Средний-Камашев Иван Николаевич
Несколько замечаний на рассуждение Г. Надеждина "О происхождении, свойствах и судьбе поэзии так называемой романтической"
Несколько замечаний на рассуждение Г. Надеждина "О происхождении, свойствах и судьбе поэзии так называемой романтической"
Русские эстетические трактаты первой трети XIX в.
В 2-х т. Т. 2
М., "Искусство", 1974
Не привязчивое желание, столько свойственное критикам, собирать соринки в каждом нововыходящем сочинении и, с другой стороны, не литературная приязнь, так часто основывающаяся на различных отношениях, заставили нас с особенным вниманием прочитать эту диссертацию, нет: но общее дело, столько жалких споров о романтизме и классицизме, а к довершению всего, признаемся, и положения (Thèses) самого сочинителя.
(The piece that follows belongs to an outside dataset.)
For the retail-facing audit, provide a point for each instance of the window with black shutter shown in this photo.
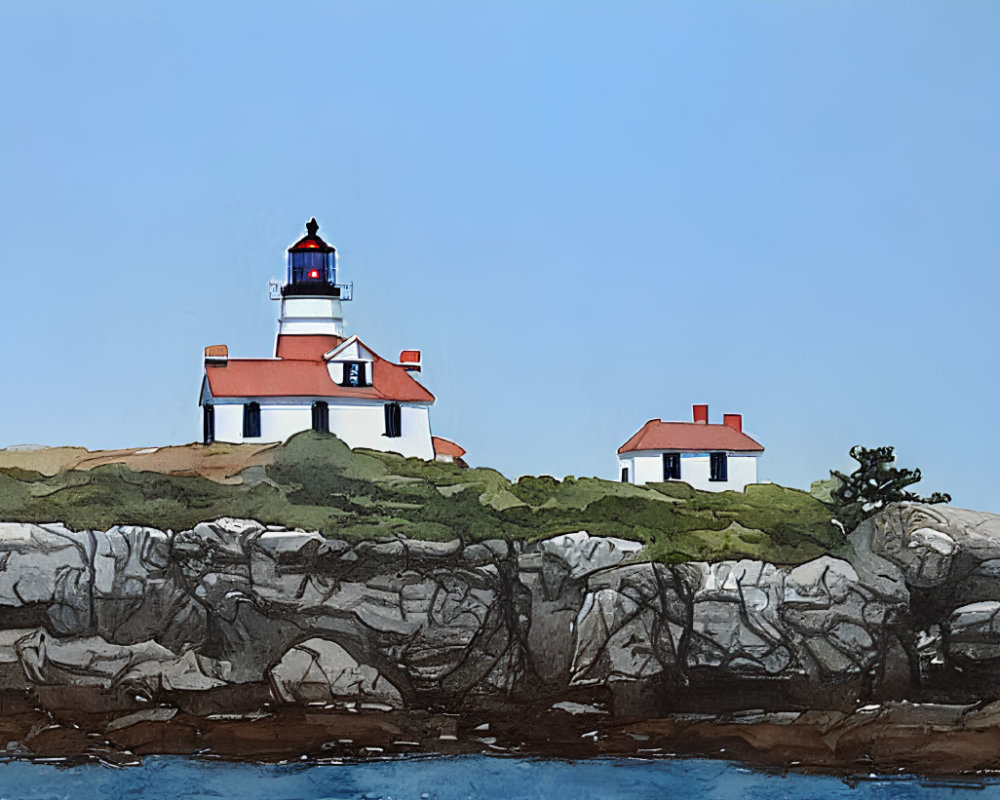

Ибо тогда как у нас, русских, у северных затворников, до сих пор почти оставшихся чуждыми и умственной, и литературной, и политической жизни Европы, есть еще люди, упрямо отвергающие чисто исторические события, каково событие романтизма в летописях словесности, есть еще люди, не признающие никаких существенных законов слова, кроме постановленных Аристотелем будто какою-то деспотическою властью в его "Поэтике" и "Риторике"; когда есть еще такие люди, г. Надеждин рискнул сказать, что этот романтизм, это оссиановское существо, колеблющееся между смертию и жизнью в головах некоторых из наших ученых и литераторов, уже не существует, уже скрылось в развалинах минувшего и должно оставить по себе одно только воспоминание. Читатели могут вообразить себе, как должна быть велика радость антиромантиков, не хотевших от страха видеть своего врага, когда отыскался еще из-под знамен самого романтизма антиромантик, г. Надеждин, возвестивший, что этот лютый зверь, грозивший, подобно огненному змею, пожечь все пыльные фолианты с их аристотелевскими правилами, писанными красными чернилами, уже убрался восвояси, в жилище мертвых. Но что скажут об этом люди рассудительные, не принадлежащие ни к какой партии? Разумеется, они не встретят романтического беглеца -- да простит нам г. Надеждин это выражение, сказанное совсем не с тем, чтобы унижать его,-- не встретят с объятиями отверстыми, потому что им нечему радоваться, но захотят узнать только истину. Им-то и посвящаются сии строки.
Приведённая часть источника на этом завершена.